2002 Land Rover Discovery Reviews

2002 Discovery New Car Test Drive

Introduction

Think of Africa. No, dream of Africa, of giraffe and wildebeest wandering through tall grasslands, of lazy lions sulking in the sunlight. Now dream of an ideal vehicle for this idyllic land. Dream of a Land Rover, bounding over rocks and rills, fording creeks and rivers, thundering through the savanna. 

A Land Rover is both legend and the real thing. It is the authentic 4x4 that can venture deep into the backcountry. Its suspension articulation, permanent four-wheel-drive system, and off-road technology must be experienced in extreme conditions to be truly appreciated. It also comes with retailers committed to customer satisfaction. 

First introduced here in 1994, the Discovery brought the Land Rover experience to far broader range of American consumers. With its distinctive Land Rover styling and heritage, the Discovery is often thought to be expensive, yet it starts at just $33,350. Because of it, Land Rover's total sales climbed from 4906 in 1994 to 23,826 by 1997. 

For 1999, the Discovery was significantly redesigned and re-engineered and was named the Discovery Series II. With no price increase, it boosted overall Land Rover sales another 30 percent. The new chassis and suspension made it easier to drive on the highway without sacrificing any of that legendary off-road capability. 

Now, for 2002, Land Rover has invested $190 million in its Solihull, U.K. factory (and imported major know-how from parent company Ford) to dramatically improve quality control on all of its products, the Discovery included. 

Lineup

Two models are available: SD ($33,350) and SE ($37,150). For 2002, Discovery has dropped its previous mid-range LE model. 

Adding the Rear Seat Package ($1,000) to either model expands seating capacity from five to seven and changes the model designation to SD7 or SE7. A hydraulic rear step comes with the forward-facing jump seats. 

Standard features include an all-aluminum 4.0-liter V8, a four-speed electronically controlled automatic transmission, Land Rover's permanent four-wheel drive, a sophisticated four-wheel electronic traction control system, Hill Descent Control, and a four-channel all-terrain anti-lock braking system. 

Also standard are eight-way power adjustable front seats, dual-zone automatic climate control, keyless entry, heated power mirrors, power windows and door locks, child safety locks, cruise control, rear window washer and wiper, halogen headlamps with washers, and 16-inch alloy wheels. 

The seats in our SD test model were covered with Duragrain, a beige vinyl-like material. It's attractive and looks tough. The SD audio system is an Alpine 100-watt unit with six speakers. 
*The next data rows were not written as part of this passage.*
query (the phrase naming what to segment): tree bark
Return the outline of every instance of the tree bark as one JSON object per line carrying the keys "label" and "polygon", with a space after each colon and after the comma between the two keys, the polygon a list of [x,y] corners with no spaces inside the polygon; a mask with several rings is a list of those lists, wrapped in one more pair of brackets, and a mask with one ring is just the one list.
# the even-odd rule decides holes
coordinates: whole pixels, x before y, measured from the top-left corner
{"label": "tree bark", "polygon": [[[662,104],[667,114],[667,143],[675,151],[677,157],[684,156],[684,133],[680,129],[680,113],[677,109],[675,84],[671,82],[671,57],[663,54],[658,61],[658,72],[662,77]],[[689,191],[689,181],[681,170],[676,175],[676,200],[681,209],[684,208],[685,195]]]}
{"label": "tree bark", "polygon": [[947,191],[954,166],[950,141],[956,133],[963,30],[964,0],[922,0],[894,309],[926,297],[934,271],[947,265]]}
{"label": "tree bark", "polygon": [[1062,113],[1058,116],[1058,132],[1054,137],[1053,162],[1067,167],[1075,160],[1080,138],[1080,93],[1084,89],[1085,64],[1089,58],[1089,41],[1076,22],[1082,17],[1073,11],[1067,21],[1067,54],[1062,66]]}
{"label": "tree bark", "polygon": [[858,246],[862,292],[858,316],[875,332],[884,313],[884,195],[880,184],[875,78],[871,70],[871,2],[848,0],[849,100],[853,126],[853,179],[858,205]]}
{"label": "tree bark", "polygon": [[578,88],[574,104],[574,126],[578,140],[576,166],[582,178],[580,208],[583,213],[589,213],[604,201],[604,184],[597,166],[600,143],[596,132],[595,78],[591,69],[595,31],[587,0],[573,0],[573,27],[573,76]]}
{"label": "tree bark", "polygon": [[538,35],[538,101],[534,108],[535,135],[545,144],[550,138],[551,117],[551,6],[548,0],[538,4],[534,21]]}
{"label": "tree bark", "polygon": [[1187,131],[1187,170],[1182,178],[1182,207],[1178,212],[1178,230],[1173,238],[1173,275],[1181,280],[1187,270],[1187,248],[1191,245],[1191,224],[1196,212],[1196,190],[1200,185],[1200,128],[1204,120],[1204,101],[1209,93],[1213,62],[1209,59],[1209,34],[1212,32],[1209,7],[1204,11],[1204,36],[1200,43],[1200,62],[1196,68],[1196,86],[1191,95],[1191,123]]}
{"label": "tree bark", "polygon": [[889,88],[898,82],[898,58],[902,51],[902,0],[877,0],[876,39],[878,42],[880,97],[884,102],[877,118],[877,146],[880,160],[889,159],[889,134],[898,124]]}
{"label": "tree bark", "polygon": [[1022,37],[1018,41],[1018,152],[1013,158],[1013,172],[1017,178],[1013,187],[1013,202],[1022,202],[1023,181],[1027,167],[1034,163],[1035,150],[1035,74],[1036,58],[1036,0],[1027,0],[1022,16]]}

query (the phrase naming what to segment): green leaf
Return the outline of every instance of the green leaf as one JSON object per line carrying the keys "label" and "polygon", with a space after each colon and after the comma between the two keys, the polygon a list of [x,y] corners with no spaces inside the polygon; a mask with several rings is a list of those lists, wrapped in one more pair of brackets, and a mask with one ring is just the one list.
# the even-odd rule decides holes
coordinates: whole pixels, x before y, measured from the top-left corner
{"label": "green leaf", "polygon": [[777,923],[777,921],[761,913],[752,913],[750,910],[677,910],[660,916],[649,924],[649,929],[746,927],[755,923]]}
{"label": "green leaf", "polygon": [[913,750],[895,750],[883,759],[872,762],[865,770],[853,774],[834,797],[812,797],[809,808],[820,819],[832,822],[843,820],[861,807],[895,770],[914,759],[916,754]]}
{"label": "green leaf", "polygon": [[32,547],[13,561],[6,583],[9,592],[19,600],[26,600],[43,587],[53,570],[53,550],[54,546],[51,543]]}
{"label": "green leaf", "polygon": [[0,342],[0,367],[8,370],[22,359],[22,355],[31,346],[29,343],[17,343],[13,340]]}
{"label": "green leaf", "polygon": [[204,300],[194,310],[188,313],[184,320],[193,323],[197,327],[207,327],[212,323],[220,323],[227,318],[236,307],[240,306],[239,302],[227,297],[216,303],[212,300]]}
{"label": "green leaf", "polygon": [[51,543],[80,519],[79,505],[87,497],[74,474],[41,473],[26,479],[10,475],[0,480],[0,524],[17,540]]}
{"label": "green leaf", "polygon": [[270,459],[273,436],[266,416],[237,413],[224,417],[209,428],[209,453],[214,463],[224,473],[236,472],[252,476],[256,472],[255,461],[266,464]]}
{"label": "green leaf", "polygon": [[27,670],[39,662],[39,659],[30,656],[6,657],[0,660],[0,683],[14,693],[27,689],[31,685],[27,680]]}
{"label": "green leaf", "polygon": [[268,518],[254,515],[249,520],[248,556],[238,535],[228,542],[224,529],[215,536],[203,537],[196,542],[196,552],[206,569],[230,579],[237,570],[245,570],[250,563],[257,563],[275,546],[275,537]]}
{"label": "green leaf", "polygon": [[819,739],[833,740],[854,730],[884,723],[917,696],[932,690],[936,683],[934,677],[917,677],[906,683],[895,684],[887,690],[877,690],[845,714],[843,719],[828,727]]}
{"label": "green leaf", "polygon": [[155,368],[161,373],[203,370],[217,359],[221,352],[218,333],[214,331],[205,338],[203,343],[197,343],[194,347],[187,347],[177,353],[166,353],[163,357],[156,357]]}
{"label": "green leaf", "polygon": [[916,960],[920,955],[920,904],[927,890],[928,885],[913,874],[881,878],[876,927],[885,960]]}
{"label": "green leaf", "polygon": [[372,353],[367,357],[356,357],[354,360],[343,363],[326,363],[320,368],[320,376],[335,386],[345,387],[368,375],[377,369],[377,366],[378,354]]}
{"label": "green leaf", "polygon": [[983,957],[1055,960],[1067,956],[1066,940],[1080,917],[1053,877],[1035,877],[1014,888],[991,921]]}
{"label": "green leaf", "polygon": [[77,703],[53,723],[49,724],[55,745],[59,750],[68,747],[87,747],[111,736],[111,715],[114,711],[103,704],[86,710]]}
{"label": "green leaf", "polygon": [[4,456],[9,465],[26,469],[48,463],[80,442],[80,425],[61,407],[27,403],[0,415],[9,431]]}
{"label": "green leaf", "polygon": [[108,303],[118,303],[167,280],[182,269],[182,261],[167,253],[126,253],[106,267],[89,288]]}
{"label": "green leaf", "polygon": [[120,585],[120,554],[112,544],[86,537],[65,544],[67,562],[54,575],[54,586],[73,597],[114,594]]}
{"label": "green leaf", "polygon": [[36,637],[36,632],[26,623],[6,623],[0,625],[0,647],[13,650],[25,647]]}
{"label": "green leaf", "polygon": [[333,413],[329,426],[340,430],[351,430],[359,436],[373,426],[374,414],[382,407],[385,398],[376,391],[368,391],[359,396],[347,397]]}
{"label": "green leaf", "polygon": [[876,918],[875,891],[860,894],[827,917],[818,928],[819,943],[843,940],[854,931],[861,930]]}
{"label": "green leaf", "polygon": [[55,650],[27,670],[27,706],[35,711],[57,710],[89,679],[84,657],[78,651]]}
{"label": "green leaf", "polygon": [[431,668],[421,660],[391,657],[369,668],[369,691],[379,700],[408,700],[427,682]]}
More popular is the SE, which comes with a leather interior, either in beige or two shades of gray. The seats have center armrests and power lumbar control. The sound system is a 220-watt, 10-channel Alpine unit with Lear amplifier and 12 Philips speakers, plus a six-disc CD changer. SE also comes standard with dual power glass sunroofs, HomeLink, a Class III trailer tow hitch receiver, and a roll-up rear load space cover. Eighteen-inch wheels and a silver-tone grille make the SE easy to spot. The SE7 includes remote audio controls and headphone jacks for the rear-seat passengers. 

An optional Performance Package ($2,450) for the SE comprises Land Rover's Active Cornering Enhancement system and Self-Leveling Suspension. 

Other major options include rear air conditioning ($750) and a Cold Climate Package ($500) that includes heated seats and windscreen. Dual sunroofs ($1,500) are available for the SD.